Resuscitation
Marilyn Bulloch, PharmD, BCPS, SPP
Auburn University Harrison School of Pharmacy
Disclosure(s): InflaRx Pharmaceuticals: Advisory Board (Terminated, July 31, 2024)
Calcium is commonly administered during in-hospital cardiac arrest (IHCA) to improve contractility and vascular tone, and as a myocardial protection agent and anti-dysrhythmia adjunct for patients with suspected hyperkalemia (Moskowitz, 2019). Advanced Cardiac Life Support (ACLS) guidelines do not support its routine use. Recent work has suggested worse outcomes for out-of-hospital cardiac arrest (OHCA) when calcium was used early in the arrest, and for IHCA when calcium was used in pediatric patients and adults (Dhillon, 2022; Vallentin, 2022; Messias, 2022; Gill, 2021). Calcium use is not, however, consistent throughout the code and we suspect data is skewed by “Immortality Bias,” where patients who achieve early ROSC were at little “risk” of calcium receipt, and patients who are not responding to therapies and at high risk of poor outcome are given “last-ditch” therapies, including calcium.
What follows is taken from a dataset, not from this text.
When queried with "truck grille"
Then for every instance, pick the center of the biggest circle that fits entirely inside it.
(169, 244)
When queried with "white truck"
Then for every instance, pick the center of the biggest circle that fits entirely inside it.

Additionally, IHCA and OHCA occur due to distinct etiologies, with IHCA being more likely to occur related to hyperkalemia and hypotension, both of which may be responsive to calcium administration.
The physiology of calcium use and prior work in cardiac arrest and ischemia reperfusion states will be reviewed, as well as data obtained by the speaker assessing the use of calcium during IHCA in a time-stratified way in hopes of resolving the immortality bias.